La Cour constitutionnelle a jugé cet après-midi que l'amendement à la loi sur la procédure de la Cour constitutionnelle voté au Parlement le 20 décembre 2024 est anticonstitutionnel. Selon cet arrêt, la procédure législative pour amender ladite loi présente des vices manifestes et graves, ce qui va à l’encontre des règles de procédure législative garanties par la Constitution. La loi amendée contrevient également au principe constitutionnel de séparation des pouvoirs. Par conséquent, elle perd son effet à compter de la date du prononcé de l’arrêt.
L’arrêt rendu aujourd’hui est inédit depuis l’amendement de ladite loi, puisque conformément à cet amendement, le quorum de juges constitutionnels participant à une réunion ne doit pas être inférieur à dix, et pour prononcer une décision d’inconstitutionnalité, ce quorum doit être de neuf grands juges. Or, sept des quinze juges ont vu leur mandat arriver à sa fin en octobre 2024. Ils n’ont jamais été remplacés, puisque le Parlement a refusé à deux reprises les séries de candidatures proposées par le Président de la République. Faute d’un nombre suffisant de grands juges, la Cour constitutionnelle avait quasiment arrêté de fonctionner depuis octobre 2024.
Aujourd’hui, ce sont cinq des huit grands juges encore en fonction qui ont prononcé l’inconstitutionnalité de l’amendement à la loi sur la procédure de la Cour constitutionnelle proposé et voté par le Parlement. Cet arrêt prend appui sur à ladite loi avant son amendement, en soulignant le droit à l’autonomie procédurale de la Cour constitutionnelle. Cela signifie que la Cour peut se réunir en présence des ⅔ du nombre total des grands juges en fonction (en l’occurrence six) et qu’un arrêt peut être rendu lorsque la moitié du nombre total des juges constitutionnels (en l’occurrence cinq) l’approuvent.
A la suite de l’arrêt d’aujourd’hui, les trois juges qui ont refusé d’étudier le dossier ont publié conjointement un avis juridique contestant cette décision.
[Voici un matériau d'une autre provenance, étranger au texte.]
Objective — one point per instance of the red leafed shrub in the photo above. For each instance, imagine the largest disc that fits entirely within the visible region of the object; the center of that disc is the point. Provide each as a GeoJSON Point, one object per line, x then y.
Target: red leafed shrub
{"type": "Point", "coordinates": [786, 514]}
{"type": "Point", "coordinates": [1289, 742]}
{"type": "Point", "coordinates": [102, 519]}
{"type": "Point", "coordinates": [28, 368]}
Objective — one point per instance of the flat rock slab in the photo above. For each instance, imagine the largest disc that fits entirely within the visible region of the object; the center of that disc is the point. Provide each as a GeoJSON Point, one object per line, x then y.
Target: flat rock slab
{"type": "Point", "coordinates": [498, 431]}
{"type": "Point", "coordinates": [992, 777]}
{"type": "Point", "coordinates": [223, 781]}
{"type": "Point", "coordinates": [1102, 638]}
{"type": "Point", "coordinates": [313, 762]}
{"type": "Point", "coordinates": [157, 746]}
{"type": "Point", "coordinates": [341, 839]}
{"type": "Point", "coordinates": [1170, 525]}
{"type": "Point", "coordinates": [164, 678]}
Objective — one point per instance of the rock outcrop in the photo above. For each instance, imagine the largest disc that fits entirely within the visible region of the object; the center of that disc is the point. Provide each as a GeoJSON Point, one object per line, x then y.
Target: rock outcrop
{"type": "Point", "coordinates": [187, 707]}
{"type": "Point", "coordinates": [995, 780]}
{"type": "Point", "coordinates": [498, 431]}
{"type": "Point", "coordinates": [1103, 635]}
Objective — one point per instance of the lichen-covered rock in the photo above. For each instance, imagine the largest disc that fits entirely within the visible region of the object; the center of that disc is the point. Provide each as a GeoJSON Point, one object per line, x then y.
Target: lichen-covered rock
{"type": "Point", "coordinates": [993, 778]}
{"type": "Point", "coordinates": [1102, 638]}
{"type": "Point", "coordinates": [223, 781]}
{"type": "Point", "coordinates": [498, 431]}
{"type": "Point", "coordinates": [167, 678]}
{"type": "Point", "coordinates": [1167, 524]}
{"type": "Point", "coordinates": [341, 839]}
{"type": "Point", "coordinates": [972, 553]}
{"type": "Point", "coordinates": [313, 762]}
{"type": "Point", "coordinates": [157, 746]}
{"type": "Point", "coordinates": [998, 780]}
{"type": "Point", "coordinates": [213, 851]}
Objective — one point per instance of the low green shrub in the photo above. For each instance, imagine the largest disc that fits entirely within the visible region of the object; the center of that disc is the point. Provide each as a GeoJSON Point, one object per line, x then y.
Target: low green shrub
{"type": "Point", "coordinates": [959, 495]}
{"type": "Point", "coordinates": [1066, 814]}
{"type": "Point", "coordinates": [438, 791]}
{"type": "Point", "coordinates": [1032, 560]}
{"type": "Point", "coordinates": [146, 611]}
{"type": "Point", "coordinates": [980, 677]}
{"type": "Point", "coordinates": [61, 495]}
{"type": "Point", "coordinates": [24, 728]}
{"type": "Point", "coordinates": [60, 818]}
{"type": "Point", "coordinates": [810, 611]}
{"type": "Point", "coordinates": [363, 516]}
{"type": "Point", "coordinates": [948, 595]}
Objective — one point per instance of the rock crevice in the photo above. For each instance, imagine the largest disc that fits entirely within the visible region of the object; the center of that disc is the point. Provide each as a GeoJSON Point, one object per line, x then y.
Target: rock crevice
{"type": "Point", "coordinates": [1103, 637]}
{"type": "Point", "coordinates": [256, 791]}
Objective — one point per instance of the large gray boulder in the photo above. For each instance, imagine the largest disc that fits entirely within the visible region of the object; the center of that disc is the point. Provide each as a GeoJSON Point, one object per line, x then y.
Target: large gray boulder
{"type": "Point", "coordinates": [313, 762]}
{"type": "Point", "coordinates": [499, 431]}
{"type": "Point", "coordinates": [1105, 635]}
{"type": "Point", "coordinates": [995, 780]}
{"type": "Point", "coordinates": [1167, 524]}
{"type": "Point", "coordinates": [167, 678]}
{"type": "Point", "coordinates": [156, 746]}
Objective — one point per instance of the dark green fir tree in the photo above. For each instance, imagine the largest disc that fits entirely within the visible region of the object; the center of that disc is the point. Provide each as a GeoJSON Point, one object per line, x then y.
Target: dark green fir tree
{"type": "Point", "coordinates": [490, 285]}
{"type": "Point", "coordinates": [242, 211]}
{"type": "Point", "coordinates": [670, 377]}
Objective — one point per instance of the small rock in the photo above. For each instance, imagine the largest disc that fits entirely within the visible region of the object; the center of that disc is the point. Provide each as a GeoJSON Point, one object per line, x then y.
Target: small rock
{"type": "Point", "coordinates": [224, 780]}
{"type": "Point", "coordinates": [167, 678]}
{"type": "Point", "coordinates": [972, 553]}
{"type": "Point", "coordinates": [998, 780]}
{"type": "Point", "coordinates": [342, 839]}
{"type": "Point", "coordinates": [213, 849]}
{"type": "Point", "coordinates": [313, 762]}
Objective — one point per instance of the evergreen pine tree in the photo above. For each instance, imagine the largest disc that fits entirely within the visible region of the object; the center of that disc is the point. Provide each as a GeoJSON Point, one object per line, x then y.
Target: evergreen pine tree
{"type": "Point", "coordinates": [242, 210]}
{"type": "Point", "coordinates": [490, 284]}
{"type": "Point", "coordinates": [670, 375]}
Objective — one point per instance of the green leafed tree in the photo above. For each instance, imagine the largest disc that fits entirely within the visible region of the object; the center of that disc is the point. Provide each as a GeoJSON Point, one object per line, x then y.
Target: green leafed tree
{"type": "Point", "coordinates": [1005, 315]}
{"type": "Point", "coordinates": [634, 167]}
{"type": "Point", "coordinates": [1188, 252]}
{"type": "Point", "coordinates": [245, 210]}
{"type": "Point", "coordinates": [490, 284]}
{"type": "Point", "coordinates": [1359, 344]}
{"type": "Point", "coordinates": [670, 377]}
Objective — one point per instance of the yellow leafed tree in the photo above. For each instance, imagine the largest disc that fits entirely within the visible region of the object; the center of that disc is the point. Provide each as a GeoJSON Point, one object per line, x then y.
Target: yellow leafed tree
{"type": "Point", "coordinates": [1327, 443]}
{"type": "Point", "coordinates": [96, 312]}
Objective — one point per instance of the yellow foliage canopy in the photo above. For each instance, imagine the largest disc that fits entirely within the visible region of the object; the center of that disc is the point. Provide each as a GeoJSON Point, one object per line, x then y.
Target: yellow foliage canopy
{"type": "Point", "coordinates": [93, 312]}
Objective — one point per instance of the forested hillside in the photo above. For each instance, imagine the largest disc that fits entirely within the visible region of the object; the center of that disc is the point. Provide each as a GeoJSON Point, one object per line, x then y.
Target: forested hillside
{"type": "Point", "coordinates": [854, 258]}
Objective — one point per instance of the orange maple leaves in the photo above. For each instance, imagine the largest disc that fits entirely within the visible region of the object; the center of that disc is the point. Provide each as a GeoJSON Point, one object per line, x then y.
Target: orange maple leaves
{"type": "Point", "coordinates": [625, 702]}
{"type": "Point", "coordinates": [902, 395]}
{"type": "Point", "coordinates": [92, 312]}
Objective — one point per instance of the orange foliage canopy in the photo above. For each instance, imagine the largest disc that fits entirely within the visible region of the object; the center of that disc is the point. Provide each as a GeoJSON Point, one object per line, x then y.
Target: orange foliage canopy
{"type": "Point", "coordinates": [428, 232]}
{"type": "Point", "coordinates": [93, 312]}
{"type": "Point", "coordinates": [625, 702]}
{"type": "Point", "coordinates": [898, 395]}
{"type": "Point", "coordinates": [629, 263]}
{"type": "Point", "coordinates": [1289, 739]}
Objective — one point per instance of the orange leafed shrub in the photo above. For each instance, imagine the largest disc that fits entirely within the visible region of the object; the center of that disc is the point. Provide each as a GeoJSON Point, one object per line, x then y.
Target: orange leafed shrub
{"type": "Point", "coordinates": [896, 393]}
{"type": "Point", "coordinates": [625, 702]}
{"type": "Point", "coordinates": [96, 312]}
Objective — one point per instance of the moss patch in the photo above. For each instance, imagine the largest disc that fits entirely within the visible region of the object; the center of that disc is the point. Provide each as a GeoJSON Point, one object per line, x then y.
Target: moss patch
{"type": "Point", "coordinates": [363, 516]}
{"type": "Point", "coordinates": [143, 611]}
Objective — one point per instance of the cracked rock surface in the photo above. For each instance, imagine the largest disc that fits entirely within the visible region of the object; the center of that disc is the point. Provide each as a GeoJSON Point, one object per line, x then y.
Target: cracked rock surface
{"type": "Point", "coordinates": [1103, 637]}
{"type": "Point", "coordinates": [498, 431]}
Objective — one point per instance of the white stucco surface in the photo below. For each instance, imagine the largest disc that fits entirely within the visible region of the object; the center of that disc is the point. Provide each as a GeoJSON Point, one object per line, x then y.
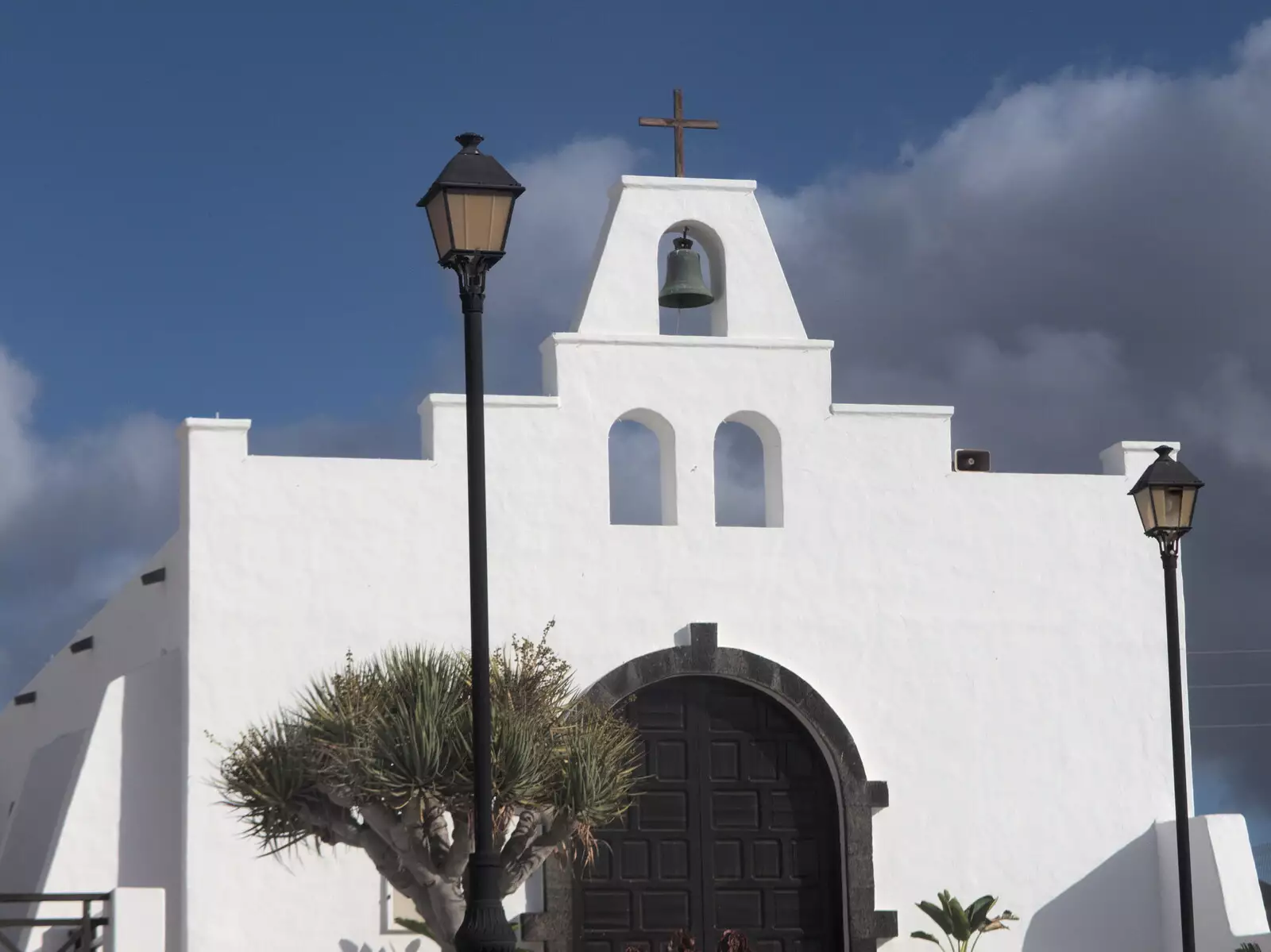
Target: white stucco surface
{"type": "Point", "coordinates": [995, 642]}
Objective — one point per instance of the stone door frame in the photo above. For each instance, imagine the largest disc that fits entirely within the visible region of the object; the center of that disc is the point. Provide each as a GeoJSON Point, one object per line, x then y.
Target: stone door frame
{"type": "Point", "coordinates": [858, 796]}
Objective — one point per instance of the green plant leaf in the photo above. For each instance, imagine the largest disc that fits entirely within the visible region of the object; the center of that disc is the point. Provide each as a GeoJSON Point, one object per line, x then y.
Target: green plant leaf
{"type": "Point", "coordinates": [978, 913]}
{"type": "Point", "coordinates": [961, 927]}
{"type": "Point", "coordinates": [938, 915]}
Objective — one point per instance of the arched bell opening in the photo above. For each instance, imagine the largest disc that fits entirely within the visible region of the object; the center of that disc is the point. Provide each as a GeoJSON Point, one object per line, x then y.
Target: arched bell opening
{"type": "Point", "coordinates": [690, 279]}
{"type": "Point", "coordinates": [748, 469]}
{"type": "Point", "coordinates": [641, 469]}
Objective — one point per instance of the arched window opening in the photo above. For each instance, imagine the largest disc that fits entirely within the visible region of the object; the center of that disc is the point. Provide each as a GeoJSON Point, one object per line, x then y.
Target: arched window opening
{"type": "Point", "coordinates": [641, 471]}
{"type": "Point", "coordinates": [748, 472]}
{"type": "Point", "coordinates": [705, 321]}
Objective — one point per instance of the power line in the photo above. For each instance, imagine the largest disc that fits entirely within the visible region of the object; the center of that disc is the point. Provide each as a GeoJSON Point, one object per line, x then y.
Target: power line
{"type": "Point", "coordinates": [1234, 651]}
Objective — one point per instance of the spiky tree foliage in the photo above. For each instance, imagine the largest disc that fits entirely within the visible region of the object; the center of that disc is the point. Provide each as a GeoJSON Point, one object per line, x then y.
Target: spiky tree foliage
{"type": "Point", "coordinates": [378, 757]}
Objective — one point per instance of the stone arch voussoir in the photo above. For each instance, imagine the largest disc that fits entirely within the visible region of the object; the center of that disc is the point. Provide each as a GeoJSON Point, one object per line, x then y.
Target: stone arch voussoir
{"type": "Point", "coordinates": [858, 796]}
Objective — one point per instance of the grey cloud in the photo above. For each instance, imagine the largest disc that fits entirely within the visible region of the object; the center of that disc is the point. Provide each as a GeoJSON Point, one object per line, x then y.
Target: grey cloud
{"type": "Point", "coordinates": [1077, 262]}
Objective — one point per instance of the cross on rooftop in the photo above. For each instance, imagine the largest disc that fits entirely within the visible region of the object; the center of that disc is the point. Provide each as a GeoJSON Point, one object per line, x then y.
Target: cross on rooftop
{"type": "Point", "coordinates": [679, 124]}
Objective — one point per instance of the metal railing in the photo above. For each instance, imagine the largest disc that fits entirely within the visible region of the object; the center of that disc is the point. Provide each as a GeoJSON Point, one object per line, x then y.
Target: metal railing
{"type": "Point", "coordinates": [83, 929]}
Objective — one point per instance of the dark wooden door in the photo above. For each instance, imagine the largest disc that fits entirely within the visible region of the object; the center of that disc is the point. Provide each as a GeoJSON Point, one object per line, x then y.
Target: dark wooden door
{"type": "Point", "coordinates": [736, 827]}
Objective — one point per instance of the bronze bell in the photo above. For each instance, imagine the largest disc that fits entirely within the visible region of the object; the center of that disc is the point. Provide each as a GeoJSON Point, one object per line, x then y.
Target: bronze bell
{"type": "Point", "coordinates": [684, 286]}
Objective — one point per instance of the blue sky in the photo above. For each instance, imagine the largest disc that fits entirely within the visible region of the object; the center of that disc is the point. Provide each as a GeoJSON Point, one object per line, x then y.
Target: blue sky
{"type": "Point", "coordinates": [232, 184]}
{"type": "Point", "coordinates": [210, 210]}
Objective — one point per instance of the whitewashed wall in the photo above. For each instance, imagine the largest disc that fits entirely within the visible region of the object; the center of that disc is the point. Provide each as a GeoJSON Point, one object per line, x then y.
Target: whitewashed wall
{"type": "Point", "coordinates": [993, 642]}
{"type": "Point", "coordinates": [74, 777]}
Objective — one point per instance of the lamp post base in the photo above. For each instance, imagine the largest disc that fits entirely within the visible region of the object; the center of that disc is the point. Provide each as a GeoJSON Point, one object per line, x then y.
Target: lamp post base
{"type": "Point", "coordinates": [486, 927]}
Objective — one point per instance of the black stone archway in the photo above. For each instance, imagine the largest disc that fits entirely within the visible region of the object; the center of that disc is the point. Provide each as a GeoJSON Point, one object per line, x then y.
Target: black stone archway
{"type": "Point", "coordinates": [857, 796]}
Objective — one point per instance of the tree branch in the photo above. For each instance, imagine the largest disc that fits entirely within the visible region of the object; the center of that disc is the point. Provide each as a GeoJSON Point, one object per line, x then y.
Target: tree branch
{"type": "Point", "coordinates": [394, 833]}
{"type": "Point", "coordinates": [461, 848]}
{"type": "Point", "coordinates": [519, 869]}
{"type": "Point", "coordinates": [527, 824]}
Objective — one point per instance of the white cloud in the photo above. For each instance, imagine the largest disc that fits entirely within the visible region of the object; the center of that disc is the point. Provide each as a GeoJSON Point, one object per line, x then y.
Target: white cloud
{"type": "Point", "coordinates": [76, 518]}
{"type": "Point", "coordinates": [1076, 262]}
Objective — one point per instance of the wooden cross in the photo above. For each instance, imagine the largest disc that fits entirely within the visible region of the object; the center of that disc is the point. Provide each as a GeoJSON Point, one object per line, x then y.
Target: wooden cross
{"type": "Point", "coordinates": [679, 124]}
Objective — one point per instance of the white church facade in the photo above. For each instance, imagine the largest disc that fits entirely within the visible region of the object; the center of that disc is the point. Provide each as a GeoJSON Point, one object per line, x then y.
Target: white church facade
{"type": "Point", "coordinates": [909, 679]}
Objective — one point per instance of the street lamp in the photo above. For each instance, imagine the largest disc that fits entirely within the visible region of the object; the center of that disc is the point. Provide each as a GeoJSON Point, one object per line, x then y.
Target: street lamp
{"type": "Point", "coordinates": [469, 209]}
{"type": "Point", "coordinates": [1166, 495]}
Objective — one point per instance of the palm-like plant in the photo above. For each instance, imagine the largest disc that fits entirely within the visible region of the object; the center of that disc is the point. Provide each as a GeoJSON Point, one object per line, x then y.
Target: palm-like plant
{"type": "Point", "coordinates": [963, 927]}
{"type": "Point", "coordinates": [378, 757]}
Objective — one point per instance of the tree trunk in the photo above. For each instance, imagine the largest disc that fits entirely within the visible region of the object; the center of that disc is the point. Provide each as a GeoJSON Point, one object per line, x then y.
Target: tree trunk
{"type": "Point", "coordinates": [445, 910]}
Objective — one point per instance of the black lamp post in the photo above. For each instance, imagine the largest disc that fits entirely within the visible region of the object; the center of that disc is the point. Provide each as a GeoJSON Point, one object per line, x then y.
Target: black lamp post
{"type": "Point", "coordinates": [469, 209]}
{"type": "Point", "coordinates": [1166, 495]}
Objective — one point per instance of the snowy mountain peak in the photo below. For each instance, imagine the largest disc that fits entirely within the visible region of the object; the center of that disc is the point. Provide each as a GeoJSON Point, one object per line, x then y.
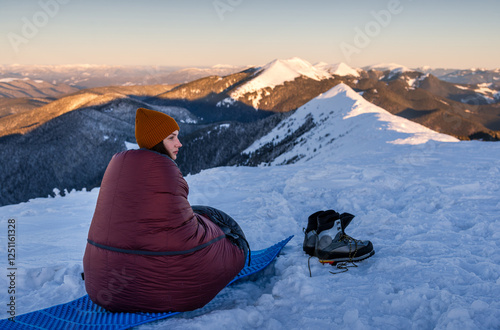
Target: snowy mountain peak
{"type": "Point", "coordinates": [393, 67]}
{"type": "Point", "coordinates": [339, 69]}
{"type": "Point", "coordinates": [277, 73]}
{"type": "Point", "coordinates": [340, 120]}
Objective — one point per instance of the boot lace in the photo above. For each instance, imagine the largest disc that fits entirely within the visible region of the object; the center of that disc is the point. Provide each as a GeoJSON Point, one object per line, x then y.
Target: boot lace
{"type": "Point", "coordinates": [342, 266]}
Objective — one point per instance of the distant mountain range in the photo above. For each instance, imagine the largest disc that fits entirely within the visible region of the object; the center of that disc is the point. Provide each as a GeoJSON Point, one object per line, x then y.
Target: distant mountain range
{"type": "Point", "coordinates": [60, 125]}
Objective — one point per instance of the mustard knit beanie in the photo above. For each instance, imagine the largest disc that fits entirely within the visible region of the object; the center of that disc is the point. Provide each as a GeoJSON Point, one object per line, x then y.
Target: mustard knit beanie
{"type": "Point", "coordinates": [151, 127]}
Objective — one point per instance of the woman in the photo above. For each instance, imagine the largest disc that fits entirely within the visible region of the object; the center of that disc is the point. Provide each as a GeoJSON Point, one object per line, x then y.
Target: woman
{"type": "Point", "coordinates": [148, 250]}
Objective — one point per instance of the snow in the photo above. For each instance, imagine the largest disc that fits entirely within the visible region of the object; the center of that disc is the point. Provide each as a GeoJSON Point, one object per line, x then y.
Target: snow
{"type": "Point", "coordinates": [277, 73]}
{"type": "Point", "coordinates": [9, 80]}
{"type": "Point", "coordinates": [428, 203]}
{"type": "Point", "coordinates": [390, 67]}
{"type": "Point", "coordinates": [339, 69]}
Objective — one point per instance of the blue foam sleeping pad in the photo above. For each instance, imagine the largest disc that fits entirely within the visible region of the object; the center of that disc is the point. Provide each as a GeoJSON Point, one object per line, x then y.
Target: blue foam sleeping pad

Ils ont affirmé que la Cour constitutionnelle ne s’était pas réunie légalement et n’avait donc pas la compétence judiciaire pour rendre un tel arrêt. Ils ont ainsi soulevé de sérieux doutes quant à sa légalité. Ils ont ajouté que l’arrêt signé aujourd’hui par les cinq autres grands juges ne respectait pas le quorum requis et que le dysfonctionnement de la Cour constitutionnelle était dû à l’insuffisance de juges. La solution réelle consiste donc, selon eux, à combler ce manque conformément à la procédure constitutionnelle.